In late summer, a second prototype will be revealed.

"There is still significant work to be done to determine how best to control this number of degrees of freedom and ultimately how to incorporate sensory feedback based on these sensory inputs within the human nervous system," said APL's Stuart Harshbarger, who leads the Revolutionizing Prosthetics Program. "The APL team is already driving a virtual model of Proto 2 with data recorded during the clinical evaluation of Proto 1, and the team is working to identify a robust set of grasps that can be controlled by a second patient later this year."

Another development accomplished during testing of Proto 1 was the functional demonstration of IMES, very small devices that are injectable or surgically implantable, used to measure muscle activity at the source vs. surface electrodes on the skin that were used during testing of the first prototype.
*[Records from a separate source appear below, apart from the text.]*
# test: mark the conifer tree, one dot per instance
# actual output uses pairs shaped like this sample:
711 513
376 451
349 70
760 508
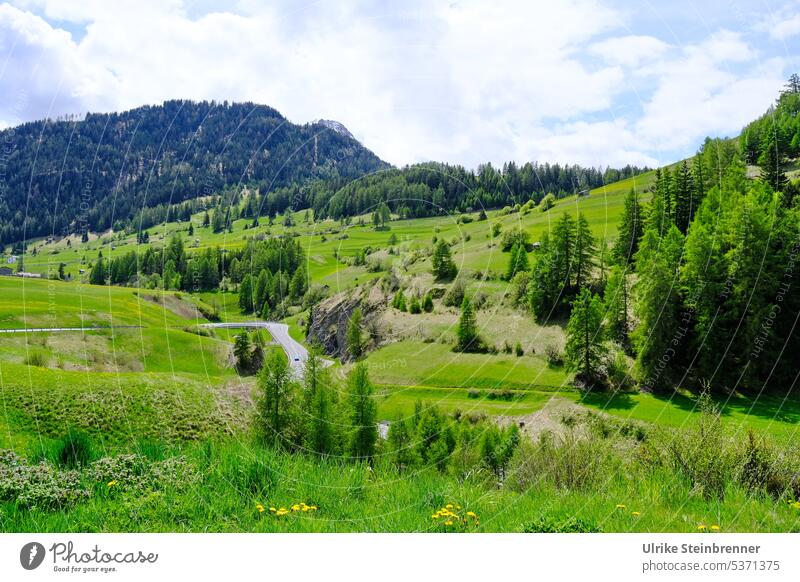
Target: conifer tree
246 294
468 339
584 350
629 231
363 421
585 250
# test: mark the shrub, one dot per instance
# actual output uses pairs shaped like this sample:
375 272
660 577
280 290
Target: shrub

"The IMES devices, coupled with the TMR procedures, promise to increase the fidelity of control and can be used in certain injury scenarios to provide a significant improvement on their own merit," Harshbarger said.

The goal is to have the fully developed prosthetic arm ready for clinical trials by the end of 2009; however, APL is required to go through the FDA's regulatory channels to prepare whatever the next step is for conducting the clinical trials on the final device to result from the Revolutionizing Prosthetics program.

Among the candidates for executing the clinical trials are RIC or "possibly the VA, since [the project] is targeted at war fighters," Bigelow said.

Bigelow noted that returning veterans are "really the driving force behind the program."

"They've given so much, and our objective is to restore some level of quality-of-life," he said.